O Museu Nacional, destruído por um incêndio na noite de 2 de setembro deste ano, tinha 200 anos e era o mais antigo do país. Funcionava na Quinta da Boa Vista, antiga residência da família real portuguesa. Para uma população treinada para ler sua História a partir do apagamento das iniciativas da massa trabalhadora, privilegiando a percepção de que a elite concedeu independência e liberdade, o Museu parecia um local de status da classe dominante. A vocação turística do Rio de Janeiro sempre contabilizou os atrativos do Bairro de São Cristóvão, no entorno da Quinta, conhecido como Bairro Imperial. Porém, o que é privilegiado como mais lucrativo para o turismo do Rio de Janeiro são as atrações da Zona Sul e da Barra da Tijuca (praias, Pão de Açúcar e seu bondinho, Cristo Redentor, restaurantes, boates). Da Zona Norte, legada ao papel de residencial, uma breve passada pela Quinta da Boa Vista e uma foto em frente ao Maracanã, estádio localizado bem próximo.
O desaparecimento do Museu, porém, acabou por mostrar que muitos cariocas o visitaram. Ao menos com a escola, quando estudantes, já que boa parte das famílias da classe trabalhadora não se imagina numa exposição com seus filhos. Aquele que era visto como elitizado foi ressignificado em seu fim, reconhecido como patrimônio de todos.

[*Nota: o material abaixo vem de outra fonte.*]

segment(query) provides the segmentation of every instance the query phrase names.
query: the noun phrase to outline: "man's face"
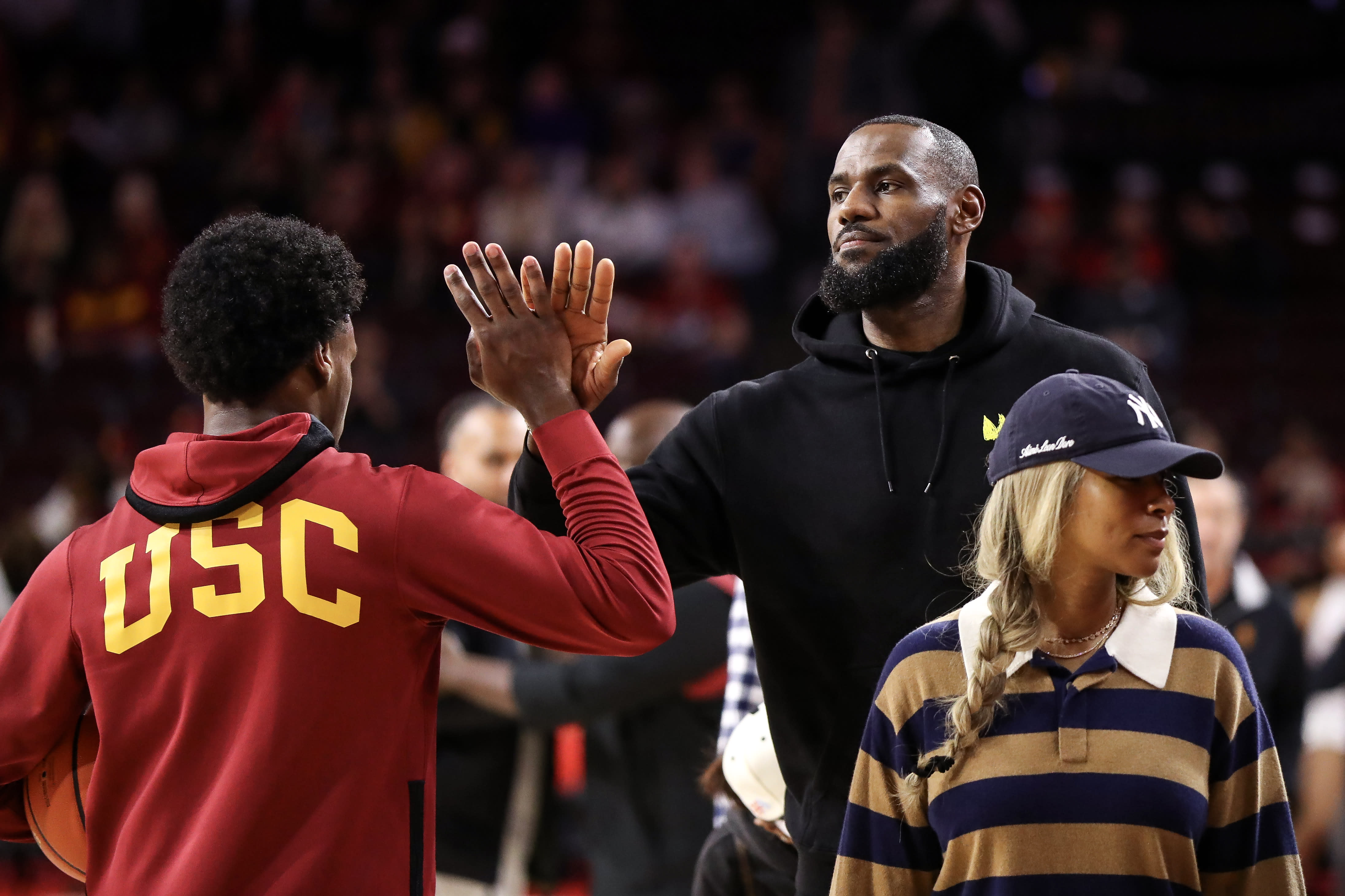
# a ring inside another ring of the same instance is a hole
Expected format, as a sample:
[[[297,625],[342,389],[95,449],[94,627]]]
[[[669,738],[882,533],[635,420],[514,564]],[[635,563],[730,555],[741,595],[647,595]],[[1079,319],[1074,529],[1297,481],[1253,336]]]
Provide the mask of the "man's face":
[[[869,125],[850,134],[827,181],[831,261],[854,271],[908,242],[948,206],[933,134],[908,125]]]
[[[526,435],[527,424],[514,408],[472,408],[453,429],[438,472],[487,501],[507,504],[508,478]]]
[[[331,430],[332,438],[340,442],[346,429],[346,408],[350,407],[350,390],[354,382],[350,368],[355,363],[355,326],[346,318],[336,334],[324,347],[332,365],[331,379],[320,391],[321,412],[319,419]]]
[[[1190,500],[1196,505],[1196,521],[1200,525],[1200,549],[1205,555],[1205,567],[1210,571],[1233,568],[1237,549],[1247,532],[1247,514],[1243,512],[1237,486],[1227,477],[1217,480],[1189,480]],[[1215,595],[1223,596],[1223,595]]]
[[[850,134],[829,181],[831,263],[819,294],[833,312],[897,305],[948,266],[948,196],[921,128],[870,125]]]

E de fato era. O Museu não tinha apenas 200 anos de História como declarou Temer logo após o incêndio. Não espanta seu desconhecimento quanto ao fato de lá haver um acervo com múmias egípcias milenares, o fóssil mais antigo da América (Luzia, de 11 mil anos) e meteoritos como o Bendegó, descoberto há quase dois séculos e meio. Os meteoritos resistiram obviamente ao calor das chamas, mas houve um, exatamente, que não foi encontrado nas buscas autorizadas. Como todo e qualquer produto da expropriação de povos, o Museu Nacional constituía valores em potencial para novas pilhagens. Quem quer que tenha o pequeno meteorito desaparecido tem em mãos uma fortuna a ser desfrutada oportunamente.
Se houve um lado bom na tragédia anunciada é a certeza que a população brasileira adquiriu de que os pesquisadores da UFRJ mantinham uma instituição respeitada em âmbito internacional.
E qual a solução arquitetada por Michel Temer para tentar evitar que a negligência quanto à manutenção de outros museus públicos (lembrando que o conceito de “museu” atualmente abrange parques e jardins como zoológicos, botânicos e centros culturais) leve a desastres similares? A extinção do IBRAM e criação da ABRAM.